All the peasants were standing around my greatgrandfather looking at him as if they were dumb, and my young grandfather knew that they thought he was a clever man because he was getting the lord into such a deep argument. My grandfather had heard the argument before and this time he did not think it so clever. Why argue with a lord? With a peasant, yes; with my great-grandmother, yes; with the rabbi even, yes; but with a lord — it was like arguing with a policeman. But my great-grandfather was completing the argument: “I was called by my general,” he said, pulling his side whiskers, “and I had to stay until he told me to go.”

All the peasants looked at one another, and the lord drank another glass of vodka, and my grandfather thought: It is a very fine thing to make arguments, but with a lord I don’t think it is so clever.

Then the lord drank still another glass of vodka; whereupon he shouted: “All right, then, all right. Well, then, I want a pipe, a specially good pipe for a present for a prince. You hear, a present for a prince. It must be a good pipe, the best.”

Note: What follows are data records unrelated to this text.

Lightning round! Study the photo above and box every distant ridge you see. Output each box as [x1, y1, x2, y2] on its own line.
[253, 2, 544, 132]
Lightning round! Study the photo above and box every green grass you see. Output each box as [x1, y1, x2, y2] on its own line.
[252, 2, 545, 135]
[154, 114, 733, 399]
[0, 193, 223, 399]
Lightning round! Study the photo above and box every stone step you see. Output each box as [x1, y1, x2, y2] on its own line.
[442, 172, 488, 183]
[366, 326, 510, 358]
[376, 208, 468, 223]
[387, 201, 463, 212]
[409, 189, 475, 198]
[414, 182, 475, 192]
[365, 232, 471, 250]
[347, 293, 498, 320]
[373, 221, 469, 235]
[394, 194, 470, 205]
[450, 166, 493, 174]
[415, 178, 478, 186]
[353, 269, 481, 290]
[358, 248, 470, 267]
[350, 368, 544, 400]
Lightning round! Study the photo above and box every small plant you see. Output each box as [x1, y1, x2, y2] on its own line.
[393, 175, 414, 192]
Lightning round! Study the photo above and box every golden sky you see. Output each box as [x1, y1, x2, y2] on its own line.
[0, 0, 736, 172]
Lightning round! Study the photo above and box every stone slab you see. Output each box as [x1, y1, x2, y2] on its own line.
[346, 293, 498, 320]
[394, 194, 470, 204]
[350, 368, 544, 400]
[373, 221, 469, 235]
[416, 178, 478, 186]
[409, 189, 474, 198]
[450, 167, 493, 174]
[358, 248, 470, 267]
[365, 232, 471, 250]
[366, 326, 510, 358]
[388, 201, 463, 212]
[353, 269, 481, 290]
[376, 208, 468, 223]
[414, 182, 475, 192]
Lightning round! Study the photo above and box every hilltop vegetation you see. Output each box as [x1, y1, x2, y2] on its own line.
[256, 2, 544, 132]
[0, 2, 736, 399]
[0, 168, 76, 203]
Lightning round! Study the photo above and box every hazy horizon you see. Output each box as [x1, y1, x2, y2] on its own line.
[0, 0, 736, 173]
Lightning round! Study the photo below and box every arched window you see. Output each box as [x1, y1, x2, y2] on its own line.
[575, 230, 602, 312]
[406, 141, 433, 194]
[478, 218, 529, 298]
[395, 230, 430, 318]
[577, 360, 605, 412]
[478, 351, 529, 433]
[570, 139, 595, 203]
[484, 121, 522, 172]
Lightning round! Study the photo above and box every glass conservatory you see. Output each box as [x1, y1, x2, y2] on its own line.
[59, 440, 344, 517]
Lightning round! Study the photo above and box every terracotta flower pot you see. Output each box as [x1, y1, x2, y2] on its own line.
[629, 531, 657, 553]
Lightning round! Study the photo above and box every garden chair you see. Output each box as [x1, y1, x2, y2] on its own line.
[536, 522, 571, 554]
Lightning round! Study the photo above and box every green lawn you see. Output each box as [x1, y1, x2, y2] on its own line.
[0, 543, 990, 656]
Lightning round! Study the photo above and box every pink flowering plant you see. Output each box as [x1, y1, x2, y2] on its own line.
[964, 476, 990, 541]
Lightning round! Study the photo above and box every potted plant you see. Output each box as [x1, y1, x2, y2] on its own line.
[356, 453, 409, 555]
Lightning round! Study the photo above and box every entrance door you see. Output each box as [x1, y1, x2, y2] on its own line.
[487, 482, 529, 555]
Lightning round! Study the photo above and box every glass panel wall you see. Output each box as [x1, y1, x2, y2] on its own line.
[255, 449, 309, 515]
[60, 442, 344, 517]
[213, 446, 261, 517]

My great-grandfather looked down his nose, and he made some more argument: “My pipes are all the best. Would you be coming to me for a pipe if it wasn’t the best?”

And my grandfather thought: Arguments, always arguments he’s making.

The lord went on: “Very well. This one must be better. And, most important of all, it must have a carved eagle on the bowl. It is no good without a carved eagle. It is for a prince, and he must have an eagle; otherwise it is no good.”

My grandfather expected more arguments, but, instead, my great-grandfather said very quietly: “Very well. With a carved eagle it will be good; otherwise it is no good. Right.”

“ Yes,” said the lord. “It must have an eagle, and I want it tomorrow.”

Now my grandfather really expected arguments. Sabbath was not yet out, and the lord wanted his pipe tomorrow! When could it be made? To make a good pipe takes a long time. My great-grandfather liked to make a pipe in his own time. You said to him one day: “Moishe, you know I would like a pipe.” And he would say: “Yes, a good pipe is a very good thing.” And two or three months later when he met you in the street he would say: “Here you are. Here is a pipe you will like.”

But for this lord a pipe had to be made with an eagle; otherwise it was no good. “All right,” said my great-grandfather. And he sat up all night to make a pipe with an eagle carved on the bowl.

When in the morning my grandfather went into the workshop, he saw the pipe lying on the bench. It had a fine eagle carved on it, with big wings curling down to the stem, and the wings were made up of Hebrew letters carefully carved to look like a row of feathers.

The lord arrived early with his coach and horses, and he came in and saw the pipe and paid my greatgrandfather what he asked — twelve rubles; and he liked the finely carved eagle very much. He gave my grandfather another sixpence, and now my grandfather had two sixpences in his pocket.

Afterwards my great-grandfather said to my grandfather: “This lord must have an eagle carved, but the pipe is not so important. He knows what one of his generals can do, but ray general is not so important. All right, then, I have given him a pipe 1 should wish my worst friend. Two, three years a pipe like this could last" — my great-grandfather knew when he made a bad pipe because he was certainly the finest pipe maker in Russia — “and I have carved on it the Prayer for the Dead. How long can a prince like that live, anyway?”

But my grandfather thought: For two sixpences I can have boiled butter beans every day for a year.